As to the disposition of the fund in question, she says that she kept all of it until her brother, the soldier, was discharged from the Army, and upon his return to Alabama she gave him all but $100 of it; and that balance she expended in bringing home his remains when he died a little later in Michigan. Beyond controversy, the money thus paid to defendant was the property of this plaintiff, but defendant denies liability upon two distinct theories: (1) If the money was in fact paid to defendant as guardian and trustee, then the plaintiff, as ward, cannot recover in this action at law, because there has been no settlement to ascertain the balance due to the ward. (2) If defendant in good faith restored the money to her brother, before she was notified of plaintiff's rights therein, even though the money belonged to plaintiff, defendant is not liable therefor.

The first proposition is of course correct where the legal relation of guardian and ward exists. Eiland v. Chandler,8 Ala. 781; Chapman v. Chapman, 32 Ala. 107; Lee v. Lee, 55 Ala. 590. It can have no application, however, where there is no legal guardianship. Defendant never was the guardian of plaintiff, but was at most an agent merely *524 for the reception and delivery of these allotments as paid by the government.

In support of the second proposition, defendant relies on the principle laid down in Nelson v. Iverson, 17 Ala. 216, 223:

"If the bailee have the temporary possession of property, holding the same as the property of the bailor and asserting no title in himself, and in good faith in fulfillment of the terms of the bailment, either as expressed by the parties or implied by law, restores the property to the bailor before he is notified that the true owner will look to him for it, no action will lie against him, for he has only done what was his duty."

But the facts in this case do not bring defendant within the protective operation of that principle. She did not receive or hold the money as the property of a bailor, but regarded it as her own, if we take her testimony as true. Her brother was not a bailor of the money, nor was he entitled to receive it back after its appropriation by the government to the use and benefit of the minor child — this plaintiff. The allotment was compulsory under War Risk Insurance Act, § 201, 9 Fed. St. Ann. p. 1312 (U.S. Comp. St. Ann. Supp. 1919, § 514o), and delivery to the defendant was in legal effect a delivery to the child, whereafter no element of a bailment existed.

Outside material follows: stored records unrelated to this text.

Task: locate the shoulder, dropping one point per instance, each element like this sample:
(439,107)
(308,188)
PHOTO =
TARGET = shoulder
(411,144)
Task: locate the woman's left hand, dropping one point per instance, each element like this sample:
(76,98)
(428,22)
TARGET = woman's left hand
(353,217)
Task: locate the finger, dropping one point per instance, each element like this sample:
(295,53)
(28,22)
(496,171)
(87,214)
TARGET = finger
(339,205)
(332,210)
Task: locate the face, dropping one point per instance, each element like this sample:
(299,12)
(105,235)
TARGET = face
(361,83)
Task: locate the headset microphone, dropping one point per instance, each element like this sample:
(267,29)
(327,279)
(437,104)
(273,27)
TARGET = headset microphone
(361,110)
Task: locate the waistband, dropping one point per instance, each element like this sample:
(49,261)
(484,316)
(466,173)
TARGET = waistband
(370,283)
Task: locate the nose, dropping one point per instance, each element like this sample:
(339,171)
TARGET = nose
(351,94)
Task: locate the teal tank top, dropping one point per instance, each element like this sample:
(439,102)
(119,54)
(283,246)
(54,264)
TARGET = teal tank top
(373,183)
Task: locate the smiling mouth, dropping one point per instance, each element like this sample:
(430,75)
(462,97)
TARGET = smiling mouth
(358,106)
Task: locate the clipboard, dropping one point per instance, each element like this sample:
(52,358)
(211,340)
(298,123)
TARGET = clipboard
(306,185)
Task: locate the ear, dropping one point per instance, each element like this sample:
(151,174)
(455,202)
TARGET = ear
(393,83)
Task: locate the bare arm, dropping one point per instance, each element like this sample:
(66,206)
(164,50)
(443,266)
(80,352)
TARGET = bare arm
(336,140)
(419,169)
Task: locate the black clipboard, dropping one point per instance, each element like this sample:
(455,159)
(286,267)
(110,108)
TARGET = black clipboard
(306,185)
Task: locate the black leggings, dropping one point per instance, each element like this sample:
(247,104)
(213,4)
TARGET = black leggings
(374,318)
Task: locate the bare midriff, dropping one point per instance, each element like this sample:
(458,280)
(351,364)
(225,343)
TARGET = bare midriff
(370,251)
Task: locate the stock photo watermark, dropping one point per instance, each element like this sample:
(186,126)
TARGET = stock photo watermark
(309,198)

If defendant did in fact remain in ignorance of the ownership of the money, that would protect her from criminal liability for its conversion, but certainly not from civil liability; for, in howsoever good faith she may have acted, she must be held accountable when she has in fact disposed of another's property without authority to do so.

But the trial court may very well have found, from the circumstances of the case, including the indorsements on the initial and later payments, that defendant knew, or was chargeable with notice, of the real status and ownership of the payments she was receiving. The point is made that the government is seeking to recover of defendant a part of the payments made to her, amounting to $63.33, and hence, as to that sum, the judgment is excessive and should be corrected.

We are not satisfied from the evidence in the record that any part of this money was paid to defendant other than as allotment for the child, and find no justification for the deduction claimed. It is immaterial whether counts 3 and 4 were defective and subject to demurrer. The common count for money had and received was applicable to the evidence, and no other count was needed.

We find no error in the record, and the judgment will be affirmed.

Affirmed.

ANDERSON, C. J., and THOMAS and BOULDIN, JJ., concur.